Deep learning-based triage and analysis of lesion burden for COVID-19: a retrospective study with external validation

September 23, 2020 steven

Summary

Background

Prompt identification of patients suspected to have COVID-19 is crucial for disease control. We aimed to develop a deep learning algorithm on the basis of chest CT for rapid triaging in fever clinics.

Methods

We trained a U-Net-based model on unenhanced chest CT scans obtained from 2447 patients admitted to Tongji Hospital (Wuhan, China) between Feb 1, 2020, and March 3, 2020 (1647 patients with RT-PCR-confirmed COVID-19 and 800 patients without COVID-19) to segment lung opacities and alert cases with COVID-19 imaging manifestations. The ability of artificial intelligence (AI) to triage patients suspected to have COVID-19 was assessed in a large external validation set, which included 2120 retrospectively collected consecutive cases from three fever clinics inside and outside the epidemic centre of Wuhan (Tianyou Hospital [Wuhan, China; area of high COVID-19 prevalence], Xianning Central Hospital [Xianning, China; area of medium COVID-19 prevalence], and The Second Xiangya Hospital [Changsha, China; area of low COVID-19 prevalence]) between Jan 22, 2020, and Feb 14, 2020. To validate the sensitivity of the algorithm in a larger sample of patients with COVID-19, we also included 761 chest CT scans from 722 patients with RT-PCR-confirmed COVID-19 treated in a makeshift hospital (Guanggu Fangcang Hospital, Wuhan, China) between Feb 21, 2020, and March 6, 2020. Additionally, the accuracy of AI was compared with a radiologist panel for the identification of lesion burden increase on pairs of CT scans obtained from 100 patients with COVID-19.

Findings

In the external validation set, using radiological reports as the reference standard, AI-aided triage achieved an area under the curve of 0·953 (95% CI 0·949–0·959), with a sensitivity of 0·923 (95% CI 0·914–0·932), specificity of 0·851 (0·842–0·860), a positive predictive value of 0·790 (0·777–0·803), and a negative predictive value of 0·948 (0·941–0·954).
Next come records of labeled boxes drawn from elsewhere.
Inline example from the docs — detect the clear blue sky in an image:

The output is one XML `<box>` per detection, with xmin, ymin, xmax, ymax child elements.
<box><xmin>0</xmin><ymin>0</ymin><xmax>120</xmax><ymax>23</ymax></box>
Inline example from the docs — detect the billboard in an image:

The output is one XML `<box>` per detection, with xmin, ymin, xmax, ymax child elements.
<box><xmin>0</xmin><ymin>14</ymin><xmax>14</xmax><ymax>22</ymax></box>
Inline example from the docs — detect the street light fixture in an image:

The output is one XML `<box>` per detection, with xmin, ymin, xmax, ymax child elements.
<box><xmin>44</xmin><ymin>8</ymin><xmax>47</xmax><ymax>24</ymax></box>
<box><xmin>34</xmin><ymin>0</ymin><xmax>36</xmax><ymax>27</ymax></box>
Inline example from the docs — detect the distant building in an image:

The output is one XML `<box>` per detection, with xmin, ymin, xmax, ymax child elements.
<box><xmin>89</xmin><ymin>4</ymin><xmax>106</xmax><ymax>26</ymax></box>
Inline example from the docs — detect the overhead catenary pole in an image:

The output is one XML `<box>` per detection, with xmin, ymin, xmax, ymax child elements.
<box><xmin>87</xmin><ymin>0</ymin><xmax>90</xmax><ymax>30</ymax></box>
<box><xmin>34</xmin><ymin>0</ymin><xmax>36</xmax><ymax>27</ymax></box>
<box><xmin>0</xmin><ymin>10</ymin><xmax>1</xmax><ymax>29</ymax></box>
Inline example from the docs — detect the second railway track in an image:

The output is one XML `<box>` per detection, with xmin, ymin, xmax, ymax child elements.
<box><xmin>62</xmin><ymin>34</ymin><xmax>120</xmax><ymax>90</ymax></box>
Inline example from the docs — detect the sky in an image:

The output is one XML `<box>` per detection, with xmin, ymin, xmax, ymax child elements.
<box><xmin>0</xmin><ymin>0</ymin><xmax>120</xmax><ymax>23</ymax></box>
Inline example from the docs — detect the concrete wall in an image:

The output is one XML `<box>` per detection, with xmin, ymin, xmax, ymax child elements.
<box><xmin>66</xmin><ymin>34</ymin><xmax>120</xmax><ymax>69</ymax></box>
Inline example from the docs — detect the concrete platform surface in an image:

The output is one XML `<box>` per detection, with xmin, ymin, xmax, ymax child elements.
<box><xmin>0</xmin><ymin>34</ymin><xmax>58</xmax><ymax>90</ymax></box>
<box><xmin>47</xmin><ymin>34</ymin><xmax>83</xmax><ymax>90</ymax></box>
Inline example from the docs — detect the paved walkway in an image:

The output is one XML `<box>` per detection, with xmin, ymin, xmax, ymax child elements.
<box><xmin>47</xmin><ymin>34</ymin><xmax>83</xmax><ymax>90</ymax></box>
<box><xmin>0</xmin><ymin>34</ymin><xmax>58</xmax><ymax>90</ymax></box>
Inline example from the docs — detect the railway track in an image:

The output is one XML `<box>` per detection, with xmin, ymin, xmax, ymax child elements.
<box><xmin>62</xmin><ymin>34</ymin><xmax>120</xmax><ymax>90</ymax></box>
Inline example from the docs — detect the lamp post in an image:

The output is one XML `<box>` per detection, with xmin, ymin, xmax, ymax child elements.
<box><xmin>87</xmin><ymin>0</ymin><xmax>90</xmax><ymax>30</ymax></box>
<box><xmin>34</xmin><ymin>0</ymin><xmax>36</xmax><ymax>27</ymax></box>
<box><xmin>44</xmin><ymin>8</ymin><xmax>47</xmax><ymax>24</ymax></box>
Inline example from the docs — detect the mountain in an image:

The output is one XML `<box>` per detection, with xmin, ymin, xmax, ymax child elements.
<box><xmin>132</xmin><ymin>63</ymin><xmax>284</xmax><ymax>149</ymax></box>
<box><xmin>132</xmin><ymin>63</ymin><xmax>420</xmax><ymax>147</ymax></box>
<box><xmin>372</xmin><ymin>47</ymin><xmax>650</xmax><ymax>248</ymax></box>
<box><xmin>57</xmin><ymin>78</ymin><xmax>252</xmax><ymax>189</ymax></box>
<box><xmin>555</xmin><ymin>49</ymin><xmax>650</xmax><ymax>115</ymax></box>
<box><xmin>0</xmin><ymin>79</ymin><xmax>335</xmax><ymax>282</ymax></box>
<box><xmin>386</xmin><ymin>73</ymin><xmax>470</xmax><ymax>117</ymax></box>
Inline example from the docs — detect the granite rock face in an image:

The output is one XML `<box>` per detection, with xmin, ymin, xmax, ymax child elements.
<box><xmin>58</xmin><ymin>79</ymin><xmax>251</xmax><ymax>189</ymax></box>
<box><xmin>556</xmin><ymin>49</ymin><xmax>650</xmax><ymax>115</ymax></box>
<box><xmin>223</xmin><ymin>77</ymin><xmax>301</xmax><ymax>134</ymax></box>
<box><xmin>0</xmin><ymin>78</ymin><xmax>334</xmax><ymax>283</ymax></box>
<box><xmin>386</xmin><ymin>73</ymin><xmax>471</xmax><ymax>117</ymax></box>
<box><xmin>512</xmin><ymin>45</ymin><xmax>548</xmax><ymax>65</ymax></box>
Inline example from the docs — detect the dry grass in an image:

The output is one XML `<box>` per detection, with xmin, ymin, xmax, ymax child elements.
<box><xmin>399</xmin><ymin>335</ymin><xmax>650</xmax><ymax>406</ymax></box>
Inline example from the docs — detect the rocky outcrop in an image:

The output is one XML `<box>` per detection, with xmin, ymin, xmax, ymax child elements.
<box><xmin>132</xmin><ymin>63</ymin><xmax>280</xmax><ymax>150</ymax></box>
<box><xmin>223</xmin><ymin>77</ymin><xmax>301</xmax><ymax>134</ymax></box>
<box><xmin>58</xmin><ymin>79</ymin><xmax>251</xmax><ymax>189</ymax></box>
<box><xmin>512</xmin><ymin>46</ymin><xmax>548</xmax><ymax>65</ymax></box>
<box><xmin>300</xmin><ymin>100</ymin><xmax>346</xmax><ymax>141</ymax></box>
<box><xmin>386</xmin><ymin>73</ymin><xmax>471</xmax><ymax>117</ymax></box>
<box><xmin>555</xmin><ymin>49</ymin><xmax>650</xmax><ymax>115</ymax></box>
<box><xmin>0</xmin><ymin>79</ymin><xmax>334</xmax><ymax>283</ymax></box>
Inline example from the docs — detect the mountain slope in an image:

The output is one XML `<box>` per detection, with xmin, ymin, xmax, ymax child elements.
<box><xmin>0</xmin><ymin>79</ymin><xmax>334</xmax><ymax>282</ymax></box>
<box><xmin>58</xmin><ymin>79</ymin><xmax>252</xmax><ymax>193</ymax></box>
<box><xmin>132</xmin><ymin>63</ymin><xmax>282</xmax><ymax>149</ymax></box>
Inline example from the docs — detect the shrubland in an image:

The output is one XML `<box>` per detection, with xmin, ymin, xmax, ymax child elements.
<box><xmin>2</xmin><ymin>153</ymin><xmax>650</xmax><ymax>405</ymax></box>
AI took a median of 0·55 min (IQR: 0·43–0·63) to flag a positive case, whereas radiologists took a median of 16·21 min (11·67–25·71) to draft a report and 23·06 min (15·67–39·20) to release a report. With regard to the identification of increases in lesion burden, AI achieved a sensitivity of 0·962 (95% CI 0·947–1·000) and a specificity of 0·875 (95 %CI 0·833–0·923). The agreement between AI and the radiologist panel was high (Cohen’s kappa coefficient 0·839, 95% CI 0·718–0·940).

Interpretation

A deep learning algorithm for triaging patients with suspected COVID-19 at fever clinics was developed and externally validated. Given its high accuracy across populations with varied COVID-19 prevalence, integration of this system into the standard clinical workflow could expedite identification of chest CT scans with imaging indications of COVID-19.